Grup, bugünkü dolar kuru cinsinden 22.5 milyon TL para istiyordu benden. Son seçimlerde aktif siyaseti seçen ve halen İyi Parti GİK üyesi olan avukat Sedat Aksakallı’nın şirket vekili olarak açtığı davalarda, şirketlerin kişilik haklarına basın yoluyla saldırıda bulunduğum iddia ediliyordu. Hukuk eğitimi almış bir gazeteci olarak hak arama özgürlüğüne hiçbir itirazımın olması söz konusu olamasa da talep edilen tutarın anormalliği dolayısıyla gözdağı verme, caydırma ve nihayetinde mesleğe yönelik bir baskı niteliği taşıdığını duruşmalarda ifade etmeye çalışmıştım. (Nitekim bu tip davaların sadece Türkiye’de olmadığını, birçok ülkede meslektaşlarımıza açılan ağır davalarla caydırma motivasyonu içeren ‘slapp’ adıyla anıldığını daha sonra öğrendim.)
Şenbay Madencilik şirketinin daha sonra çekileceği Gayrettepe-İstanbul Havalimanı metro hattı ihalesinde para biriminin Euro üzerinden belirlenmesini eleştirmiştim. O davada davacı taraf son duruşmaya gelmedi.
* * *
Agrobay Seracılık şirketinin açtığı davanın konusu ise Rusya ile Türkiye arasında yaşanan ‘uçak krizinin’ kısmen çözülmesinin ardından yeniden açılan domates ihracatı kanalında, söz konusu şirkete öncelik verilmesinin, grubun iktidara yakınlığıyla bağlantılı olabileceği yönünde kulis haberini aktarmam.

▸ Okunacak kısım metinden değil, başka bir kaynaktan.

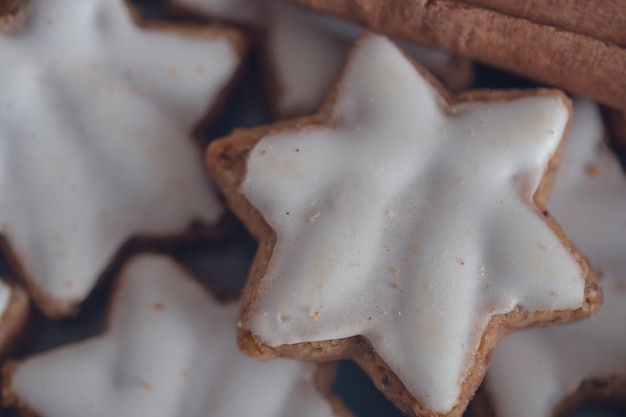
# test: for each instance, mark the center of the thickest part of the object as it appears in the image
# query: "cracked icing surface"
(95, 142)
(170, 350)
(533, 371)
(407, 225)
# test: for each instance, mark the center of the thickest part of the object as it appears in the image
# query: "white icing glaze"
(532, 371)
(5, 297)
(406, 225)
(95, 139)
(308, 49)
(170, 351)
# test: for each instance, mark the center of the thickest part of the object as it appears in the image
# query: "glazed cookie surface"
(169, 350)
(535, 372)
(98, 108)
(304, 50)
(411, 222)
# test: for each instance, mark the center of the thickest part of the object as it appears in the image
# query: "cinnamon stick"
(602, 20)
(576, 62)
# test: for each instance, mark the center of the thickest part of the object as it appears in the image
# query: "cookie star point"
(389, 142)
(179, 360)
(110, 155)
(538, 371)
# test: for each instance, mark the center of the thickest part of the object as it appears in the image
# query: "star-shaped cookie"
(96, 113)
(304, 50)
(170, 350)
(535, 372)
(396, 217)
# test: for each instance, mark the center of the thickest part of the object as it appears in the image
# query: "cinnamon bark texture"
(513, 37)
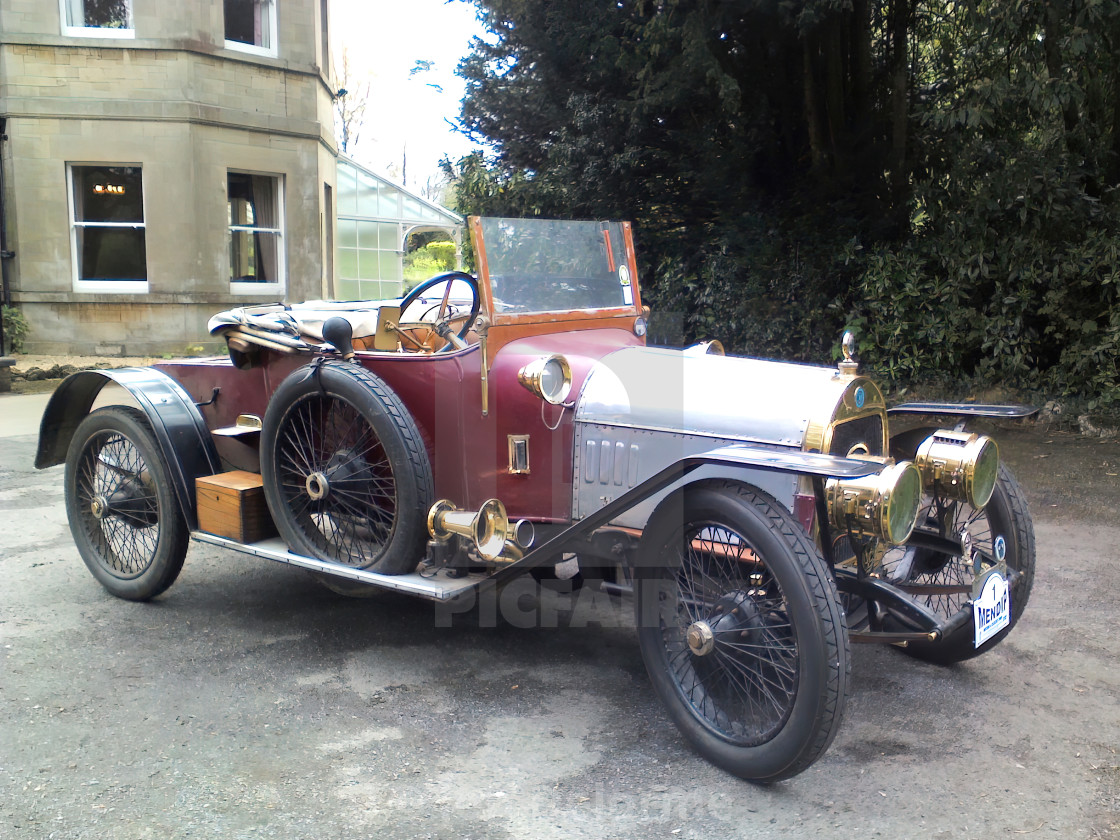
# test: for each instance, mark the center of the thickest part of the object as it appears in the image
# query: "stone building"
(162, 160)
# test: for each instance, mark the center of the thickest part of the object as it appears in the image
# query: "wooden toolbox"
(232, 505)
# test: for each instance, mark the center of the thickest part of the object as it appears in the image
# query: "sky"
(406, 117)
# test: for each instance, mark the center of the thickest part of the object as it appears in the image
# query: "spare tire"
(346, 473)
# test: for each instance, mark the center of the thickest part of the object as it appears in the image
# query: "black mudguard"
(184, 439)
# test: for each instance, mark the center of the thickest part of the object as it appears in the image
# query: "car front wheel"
(742, 631)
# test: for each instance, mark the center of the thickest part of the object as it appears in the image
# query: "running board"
(439, 587)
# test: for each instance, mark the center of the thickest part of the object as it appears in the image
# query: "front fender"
(184, 439)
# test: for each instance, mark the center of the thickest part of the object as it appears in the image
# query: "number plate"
(991, 609)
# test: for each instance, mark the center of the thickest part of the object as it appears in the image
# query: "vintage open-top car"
(763, 515)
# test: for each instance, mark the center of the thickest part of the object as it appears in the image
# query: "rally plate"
(991, 606)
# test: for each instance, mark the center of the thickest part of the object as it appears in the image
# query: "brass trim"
(820, 431)
(513, 440)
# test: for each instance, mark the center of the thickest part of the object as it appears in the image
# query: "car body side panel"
(722, 397)
(544, 493)
(612, 459)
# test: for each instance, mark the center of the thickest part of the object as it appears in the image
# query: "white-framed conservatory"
(375, 217)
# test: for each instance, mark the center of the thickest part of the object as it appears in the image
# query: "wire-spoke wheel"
(121, 507)
(346, 475)
(943, 582)
(742, 632)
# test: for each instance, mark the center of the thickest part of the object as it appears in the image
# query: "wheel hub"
(700, 638)
(317, 486)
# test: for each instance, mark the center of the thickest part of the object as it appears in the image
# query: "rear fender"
(184, 439)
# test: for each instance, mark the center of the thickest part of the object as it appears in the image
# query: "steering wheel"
(444, 315)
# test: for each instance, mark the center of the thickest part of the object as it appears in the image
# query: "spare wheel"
(346, 474)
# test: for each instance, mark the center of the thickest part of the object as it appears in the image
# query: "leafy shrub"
(15, 328)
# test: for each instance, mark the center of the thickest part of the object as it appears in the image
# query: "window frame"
(94, 31)
(101, 287)
(280, 283)
(241, 46)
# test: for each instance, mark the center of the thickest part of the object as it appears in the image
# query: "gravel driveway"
(250, 702)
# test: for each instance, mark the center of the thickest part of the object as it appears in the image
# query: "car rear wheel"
(123, 514)
(742, 631)
(346, 473)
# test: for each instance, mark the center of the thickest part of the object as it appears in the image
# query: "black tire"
(121, 506)
(1006, 515)
(337, 431)
(766, 700)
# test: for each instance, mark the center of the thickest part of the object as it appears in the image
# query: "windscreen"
(539, 266)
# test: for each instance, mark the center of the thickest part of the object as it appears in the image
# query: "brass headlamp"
(883, 505)
(962, 465)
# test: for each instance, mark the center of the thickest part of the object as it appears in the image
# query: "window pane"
(249, 21)
(348, 290)
(347, 190)
(108, 194)
(390, 267)
(367, 264)
(366, 196)
(366, 234)
(253, 257)
(412, 208)
(347, 233)
(389, 203)
(253, 199)
(101, 14)
(347, 263)
(112, 253)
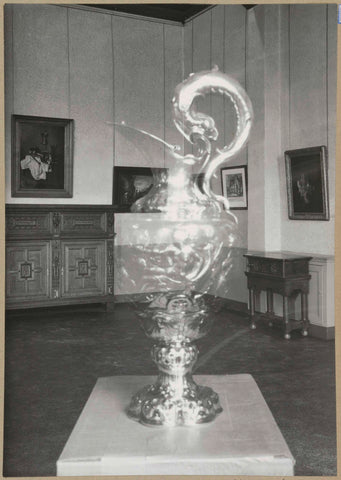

Yanı sıra Agrobay’ın bünyesinde yer aldığı Bayburt Grup’taki diğer inşaat şirketlerinin altyapı ihalelerinde, özellikle davet yöntemli olarak büyük bedelli işler almasıyla öne çıktığını vurgulamış ve ‘TCDD’nin davet yöntemiyle verdiği Sapanca-Geyve YHT altyapı/ üstyapı inşaatını 2 milyar TL’ye yapacak olan Özgün Yapı’nın, 3. havalimanını kente bağlayacak 1 milyar avroluk Gayrettepe hattını yapmak üzere Ulaştırma Bakanlığınca seçilen Kolin-Şenbay ortaklığındaki Şenbay’ın, 1.1 milyar TL’lik Rize Havalimanını Cengiz’le birlikte yapmakta olan Aga Enerji’nin de kardeş kuruluşu’ diye ihaleleri listelemiştim.
YARGITAY İSTİNAF KARARINI ONADI
1. Davanın açıldığı Ankara 1. Asliye Hukuk Mahkemesi Aralık 2018’de talebi reddetti.
Ret gerekçesi özetle şöyleydi:
‘Yazıda konu edilen hususla ilgili kamu yararı bulunduğu, yayınlandığı tarih itibariyle güncel olduğu, Türkiye’deki domates üretimi ve domates üretimi ve ticareti ile iştigal eden kişi sayısı nazara alındığında toplumsal ilginin yaygın bir şekilde var olduğu, yazıda veriliş şekli itibarile olayın özü ile biçim arasındaki dengenin korunduğu ve objektif sınırlar içerisinde kalındığı, davalının konuyu aktarır iken kamuoyunun menfaatini gözetme amacı taşıdığı ve halkın haber alma hakkı çerçevesinde basın özgürlüğü kuralları dahilinde hareket ettiği gerekçesiyle…’
2. Karar, Ankara Bölge Adliye Mahkemesi nezdinde istinafa götürüldü.
1,5 milyon TL’lik tazminat talebi, 25. Hukuk Dairesi tarafından da Haziran 2020’de oybirliğiyle reddedildi.
İstinaf kararının gerekçesi şöyleydi:
‘Davacı şirketin devletten büyük altyapı yatırımları aldığı, kamuoyu ve basında sık sık gündeme getirilen Bayburt Grup bünyesinde bulunması da gözetilerek, domates ihracatı yapacak şirket seçimiyle ilgili şüpheli durumların eleştirildiğinin anlaşılması, usul ve yasaya uygun olan ilk derece mahkemesi kararına karşı davacı vekili tarafından yapılan istinaf kanun yolu başvurusunun Hukuk Muhakemeleri Kanunu’nun 353. Maddesi gereğince duruşma yapılmadan esastan reddine…’
Agrobay şirketi bu kararı Yargıtay’da temyiz etti.
YİNE OY BİRLİĞİ
3. Yargıtay 4. Hukuk Dairesi Ekim 2022’de oybirliği ile verdiği kararla Bölge Adliye Mahkemesi kararını uygun bularak onadı.
Yargıtay kararında, istinaf aşamasındaki karar kastedilerek “‘erilen kararda bir isabetsizlik görülmemiş olmasına göre davacı vekilinin yerinde olmayan bütün temyiz itirazlarının reddiyle usul ve kanuna uygun olan hükmün HMK 370/1. Maddesi gereğince ONANMASINA…’ denildi.
Dava süreci beş yıldan uzun sürse de bu kararın, Türkiye’de basın ve ifade özgürlüğünün içinde bulunduğu koşullar açısından önem taşıdığı kuşkusuz.”